Is the housing market too hot? That is the question millions of Americans have been asking recently. Those who lived through the 2008 housing crisis have noticed some eerie similarities between the current housing market and the housing bubble of 2007. Searches for the phrase “When is the housing market going to crash,” are up 2,450% over the month of May, which goes to show how concerned the American public is about another potential crash.
The concern is not unfounded, as there are some alarming similarities to the housing boom over a decade ago. For instance, according to JP Morgan Research, “After robust gains over the past five years, the nationwide nominal house price index is now 40% above its 2012 low-point and 4% above the peak reached in 2006.”
The senior director of Fitch Ratings, Suzanne Mistretta, stated that “slowing employment recovery and still-high unemployment levels are not supportive of long-term sustainable price growth.” This comes from a report where Fitch determined that homes are currently 5.5% overvalued nationwide. In some urban areas, Fitch estimates that homes are more than 10% overvalued, and in the worst areas the overvaluation is as high as 30%.
Even the experts who tend to be more optimistic about the prospects of the housing market have admitted the current growth will not last. Robert Dietz, chief economist at the National Association of Home Builders, is on record saying we’re not going to see a crash. However, he also points out that, “when home prices are growing faster than incomes, ultimately that is an unsustainable trend.”
In November of 2021, housing prices were increasing at the fastest rate since the housing collapse and subsequent recession. It is now July 2021 and price appreciation has not slowed down.
According to Fitch, even markets like the State of Washington and Rhode Island have a disconnect between the market fundamentals which support growth and the rising rate of home prices. These markets typically see a more sustained increase in housing prices, so this shift could indicate a larger issue.
On top of these indicators is the current forbearance on mortgages. Many Americans have been allowed to make reduced payments or skip their payments entirely. Additionally, a moratorium on foreclosures was put into place. By June 2020, 4 million Americans were in forbearance on their mortgage.
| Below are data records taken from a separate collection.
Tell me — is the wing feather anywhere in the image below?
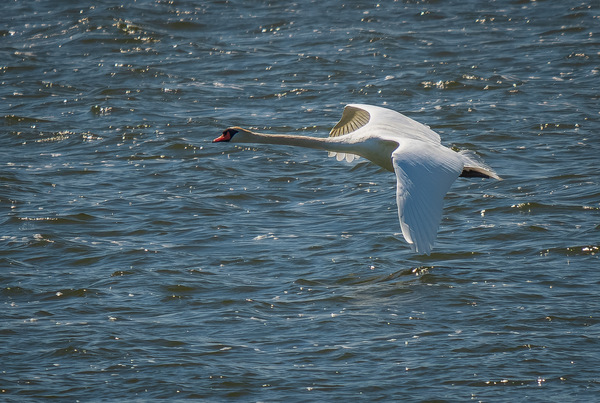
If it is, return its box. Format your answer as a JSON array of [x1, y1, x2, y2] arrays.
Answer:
[[392, 140, 463, 254], [329, 105, 371, 137]]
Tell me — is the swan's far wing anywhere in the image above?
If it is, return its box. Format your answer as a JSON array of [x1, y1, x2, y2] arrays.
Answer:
[[392, 140, 463, 255], [329, 105, 371, 137]]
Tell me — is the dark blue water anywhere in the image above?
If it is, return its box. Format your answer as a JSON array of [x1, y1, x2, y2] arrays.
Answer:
[[0, 0, 600, 402]]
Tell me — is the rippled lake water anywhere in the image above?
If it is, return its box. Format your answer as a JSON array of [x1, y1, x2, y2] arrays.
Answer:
[[0, 0, 600, 402]]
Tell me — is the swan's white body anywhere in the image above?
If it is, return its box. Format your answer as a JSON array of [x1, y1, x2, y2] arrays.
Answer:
[[214, 104, 500, 254]]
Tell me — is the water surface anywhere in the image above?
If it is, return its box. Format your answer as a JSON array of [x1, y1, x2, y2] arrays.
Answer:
[[0, 0, 600, 402]]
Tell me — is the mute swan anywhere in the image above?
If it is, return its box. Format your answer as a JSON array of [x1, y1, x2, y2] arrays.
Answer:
[[213, 104, 501, 255]]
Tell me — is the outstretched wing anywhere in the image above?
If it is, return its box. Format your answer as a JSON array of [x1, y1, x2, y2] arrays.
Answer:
[[329, 104, 441, 143], [392, 140, 463, 255]]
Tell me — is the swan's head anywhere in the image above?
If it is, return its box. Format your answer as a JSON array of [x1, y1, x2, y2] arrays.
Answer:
[[213, 126, 252, 143]]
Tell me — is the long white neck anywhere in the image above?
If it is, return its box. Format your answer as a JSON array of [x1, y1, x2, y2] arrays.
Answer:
[[239, 131, 334, 151]]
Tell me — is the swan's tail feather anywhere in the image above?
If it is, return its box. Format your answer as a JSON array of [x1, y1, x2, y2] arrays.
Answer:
[[458, 150, 502, 180]]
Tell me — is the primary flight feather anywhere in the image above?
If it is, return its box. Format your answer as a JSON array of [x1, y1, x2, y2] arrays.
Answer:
[[213, 104, 500, 254]]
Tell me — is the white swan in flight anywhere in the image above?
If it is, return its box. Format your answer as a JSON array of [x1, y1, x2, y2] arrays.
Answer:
[[213, 104, 501, 255]]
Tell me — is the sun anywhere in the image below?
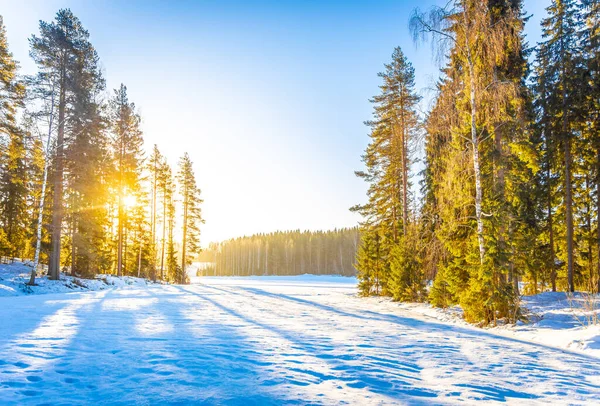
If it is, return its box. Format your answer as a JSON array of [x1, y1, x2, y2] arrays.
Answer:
[[123, 195, 137, 208]]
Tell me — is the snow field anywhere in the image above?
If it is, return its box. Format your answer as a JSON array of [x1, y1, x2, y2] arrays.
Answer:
[[0, 276, 600, 405]]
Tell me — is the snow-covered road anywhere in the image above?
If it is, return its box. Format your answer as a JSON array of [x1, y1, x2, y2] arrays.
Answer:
[[0, 278, 600, 405]]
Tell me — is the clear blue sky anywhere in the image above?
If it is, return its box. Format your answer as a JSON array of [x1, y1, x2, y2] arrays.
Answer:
[[0, 0, 549, 244]]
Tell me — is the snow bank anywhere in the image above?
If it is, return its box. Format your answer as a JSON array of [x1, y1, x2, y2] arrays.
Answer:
[[0, 262, 152, 297], [369, 292, 600, 357]]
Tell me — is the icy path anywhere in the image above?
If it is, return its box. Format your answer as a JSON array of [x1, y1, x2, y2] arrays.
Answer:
[[0, 278, 600, 405]]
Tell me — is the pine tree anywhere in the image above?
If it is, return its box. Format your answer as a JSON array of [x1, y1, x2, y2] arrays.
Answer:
[[0, 16, 28, 257], [65, 23, 112, 277], [29, 9, 93, 279], [539, 0, 580, 292], [583, 0, 600, 292], [351, 48, 420, 294], [110, 84, 143, 276], [158, 160, 174, 280], [411, 0, 535, 323], [177, 152, 203, 283]]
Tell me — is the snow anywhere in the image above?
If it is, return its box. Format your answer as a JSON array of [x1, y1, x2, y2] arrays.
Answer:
[[0, 262, 150, 297], [380, 292, 600, 356], [0, 268, 600, 405]]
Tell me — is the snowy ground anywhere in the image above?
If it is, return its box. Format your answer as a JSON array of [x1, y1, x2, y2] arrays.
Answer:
[[0, 262, 148, 297], [0, 277, 600, 405]]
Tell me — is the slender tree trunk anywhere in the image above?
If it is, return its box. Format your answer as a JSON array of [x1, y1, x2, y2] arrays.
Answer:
[[48, 65, 67, 280], [181, 187, 188, 283], [401, 116, 408, 237], [565, 134, 575, 292], [71, 209, 77, 276], [160, 186, 167, 280], [469, 60, 485, 265], [138, 233, 142, 278], [596, 148, 600, 293], [546, 141, 556, 292], [117, 139, 125, 276], [27, 149, 50, 285], [28, 86, 55, 285]]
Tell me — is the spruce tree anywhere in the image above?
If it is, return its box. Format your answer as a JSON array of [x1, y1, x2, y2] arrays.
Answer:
[[29, 9, 93, 279], [110, 84, 143, 276], [538, 0, 581, 292], [0, 16, 28, 257], [177, 152, 203, 283], [351, 48, 420, 295]]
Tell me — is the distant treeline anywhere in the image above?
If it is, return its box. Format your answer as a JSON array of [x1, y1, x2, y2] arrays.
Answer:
[[199, 228, 360, 276]]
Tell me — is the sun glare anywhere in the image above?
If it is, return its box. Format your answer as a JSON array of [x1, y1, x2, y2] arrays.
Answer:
[[123, 195, 137, 208]]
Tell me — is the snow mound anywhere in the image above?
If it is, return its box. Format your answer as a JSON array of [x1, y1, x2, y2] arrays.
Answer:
[[368, 292, 600, 357], [0, 262, 152, 297]]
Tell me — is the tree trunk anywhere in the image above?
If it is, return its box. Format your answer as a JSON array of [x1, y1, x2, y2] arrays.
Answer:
[[565, 134, 575, 292], [48, 63, 67, 280], [27, 149, 50, 285], [469, 59, 485, 265], [181, 187, 188, 283], [160, 186, 167, 280]]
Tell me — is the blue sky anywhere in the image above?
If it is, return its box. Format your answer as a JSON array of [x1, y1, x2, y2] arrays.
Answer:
[[0, 0, 549, 244]]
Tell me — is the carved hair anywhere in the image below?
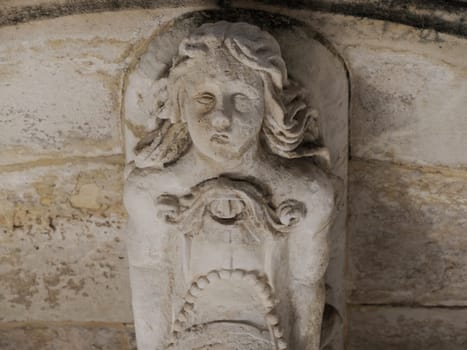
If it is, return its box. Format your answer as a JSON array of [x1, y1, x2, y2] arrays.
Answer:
[[136, 21, 327, 167]]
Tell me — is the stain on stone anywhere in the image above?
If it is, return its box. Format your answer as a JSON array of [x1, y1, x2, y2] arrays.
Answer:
[[0, 269, 39, 309], [70, 183, 100, 210]]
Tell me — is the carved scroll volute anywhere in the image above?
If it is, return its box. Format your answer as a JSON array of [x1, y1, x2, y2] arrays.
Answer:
[[125, 22, 333, 350]]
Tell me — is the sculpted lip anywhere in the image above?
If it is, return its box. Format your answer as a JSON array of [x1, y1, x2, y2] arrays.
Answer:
[[211, 134, 230, 145]]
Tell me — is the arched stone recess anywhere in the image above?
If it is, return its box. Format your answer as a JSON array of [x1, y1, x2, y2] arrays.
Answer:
[[123, 10, 349, 350]]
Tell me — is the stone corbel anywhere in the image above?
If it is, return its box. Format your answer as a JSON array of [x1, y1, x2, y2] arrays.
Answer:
[[125, 11, 346, 350]]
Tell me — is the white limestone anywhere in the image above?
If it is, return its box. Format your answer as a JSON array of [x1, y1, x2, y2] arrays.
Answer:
[[124, 21, 345, 350]]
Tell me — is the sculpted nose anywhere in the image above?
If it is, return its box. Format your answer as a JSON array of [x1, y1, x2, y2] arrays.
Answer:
[[211, 110, 231, 131]]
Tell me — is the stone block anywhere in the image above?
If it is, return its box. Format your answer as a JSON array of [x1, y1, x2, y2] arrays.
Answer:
[[0, 323, 136, 350], [0, 11, 174, 165], [348, 306, 467, 350], [346, 47, 467, 167], [0, 158, 132, 322], [348, 160, 467, 306]]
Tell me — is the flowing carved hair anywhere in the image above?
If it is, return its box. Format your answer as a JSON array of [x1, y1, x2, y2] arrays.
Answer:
[[135, 21, 329, 168]]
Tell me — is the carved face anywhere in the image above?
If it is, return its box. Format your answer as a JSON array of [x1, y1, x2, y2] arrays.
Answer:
[[180, 57, 264, 161]]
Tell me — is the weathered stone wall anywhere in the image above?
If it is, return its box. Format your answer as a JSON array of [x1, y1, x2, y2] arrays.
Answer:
[[0, 0, 467, 350]]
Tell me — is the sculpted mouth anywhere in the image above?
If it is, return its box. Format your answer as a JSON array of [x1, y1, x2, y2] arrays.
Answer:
[[211, 134, 230, 145]]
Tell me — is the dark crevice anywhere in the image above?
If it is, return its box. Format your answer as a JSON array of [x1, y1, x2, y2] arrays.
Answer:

Joan Trice, CEO of the Collateral Risk Network stated that having all of these homes default at the same time, “would tank the market.” The moratorium was put into place to stop this from happening, but when it is lifted, we could see some major issues.
Despite the signs of a possible housing market collapse, there are some indicators which signify that the current market is much different than the 2007 housing bubble.
For one thing, the reproduction costs of building a have been rising. If new homes are more expensive to create, a floor of value is created on existing homes.
Additionally, we are currently short 5.5 million homes in the United States, which is a stark difference from 2007 when there was too much supply. Not to mention, In 2007 the market saw a drop off in demand. Compare that to today’s market where demand is high and there are more millennials looking to buy than there are baby boomers looking to sell.
There is also the benefit of current home equity being at record levels, which reduces the foreclosure risk we saw in 2007. The Federal Reserve announced that U.S. home equity was more than $22 trillion at the end of 2020, which is nearly double the amount of outstanding mortgage debt at $12 trillion.
As unsatisfying of an answer as this may be, there is an argument to be made on both sides of this issue. What we know for sure is that the current housing market is on fire and people are receiving great value on their home right now. The market will inevitably slowdown, whether that comes in the form of an economic catastrophe or a slight market dip is yet to be seen. However, if you’re going to sell your home the time is right now.